We’ll create a get_land_segments() function to return a data.frame of all the track points that fall wihtin our provided land_mask.

get_land_segments = function(crw_sf, land_mask) {
  on_mask <- sf::st_intersects(crw_sf, land_mask) %>% 
    purrr::map_lgl(~ length(.x) > 0)
  
  in.segment <- (on_mask == TRUE)
  
  start_idx <- which(c(FALSE, in.segment) == TRUE &
                       dplyr::lag(c(FALSE, in.segment) == FALSE)) - 2
  end_idx <- which(c(in.segment, FALSE) == TRUE & 
                     dplyr::lead(c(in.segment, FALSE) == FALSE)) + 1
  on_mask_segments <- data.frame(sid = 1:length(start_idx),
                                 start_idx, end_idx) %>%
    dplyr::mutate(n_pts = end_idx-start_idx-1) %>% 
    rowwise() %>% 
    dplyr::mutate(start_pt = crw_sf[start_idx, ] %>% st_geometry() %>% 
                    sf::st_as_text(EWKT = TRUE),
                  end_pt = crw_sf[end_idx, ] %>% st_geometry() %>% 
                    sf::st_as_text(EWKT = TRUE)) %>% 
    dplyr::ungroup()
  
  return(on_mask_segments)
}

Here, segs_tbl is a data.frame of all our on-land segments. We will need access to this data within our database, so we’ll push it up as a temporary table (it will only be available for this database connection/session).

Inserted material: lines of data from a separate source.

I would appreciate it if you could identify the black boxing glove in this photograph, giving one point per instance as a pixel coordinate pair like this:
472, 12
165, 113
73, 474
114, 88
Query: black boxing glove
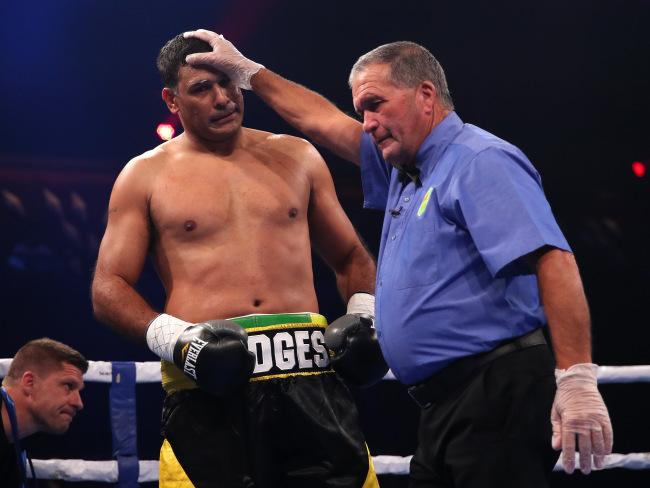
354, 349
214, 354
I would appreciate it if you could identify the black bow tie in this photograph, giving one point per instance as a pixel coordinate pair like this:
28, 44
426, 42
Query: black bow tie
409, 173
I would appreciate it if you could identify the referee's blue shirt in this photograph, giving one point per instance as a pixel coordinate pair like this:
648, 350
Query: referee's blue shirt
449, 283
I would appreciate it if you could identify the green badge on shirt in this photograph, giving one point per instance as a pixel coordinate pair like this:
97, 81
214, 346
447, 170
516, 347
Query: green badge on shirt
425, 202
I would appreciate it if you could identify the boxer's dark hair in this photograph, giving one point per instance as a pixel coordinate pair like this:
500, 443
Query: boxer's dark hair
44, 356
172, 56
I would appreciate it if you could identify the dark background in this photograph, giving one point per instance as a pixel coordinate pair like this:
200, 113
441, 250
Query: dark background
567, 82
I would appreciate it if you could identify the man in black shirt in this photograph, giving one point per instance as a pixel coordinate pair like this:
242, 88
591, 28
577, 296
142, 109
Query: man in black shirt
41, 393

segs_tbl <- get_land_segments(pred1_sf,land_barrier)
dbWriteTable(con,"segs_tbl",segs_tbl,temporary = TRUE, overwrite = TRUE)

Now, we’ll finish up by using our wrk_fromAtoB() function on the database to calculate the shortest path through our network (in-water corridor). To speed things up, we’ll limit the network search area to a 50km buffer around a bounding box that includes our start and end points. This can be adjusted if needed. But, 50km seemed a good default value.

stmt <- "select (wrk_fromAtoB(s.start_pt, s.end_pt, s.sid, 50000)).* from
(select start_pt, end_pt, sid from segs_tbl) s"
# bench::mark(
segs_tbl <- sf::st_read(con,query = stmt) %>% 
  dplyr::inner_join(segs_tbl, by = c("sid" = "sid"))
# )

We can use the mapview package to view and zoom in on each of these re-routed segments.

mapview::mapview(pred1 %>% crw_as_sf("LINESTRING","p"), 
                 color = "grey", layer.name = "predicted track") +
  mapview::mapview(segs_tbl, layer.name = "re-routed segments")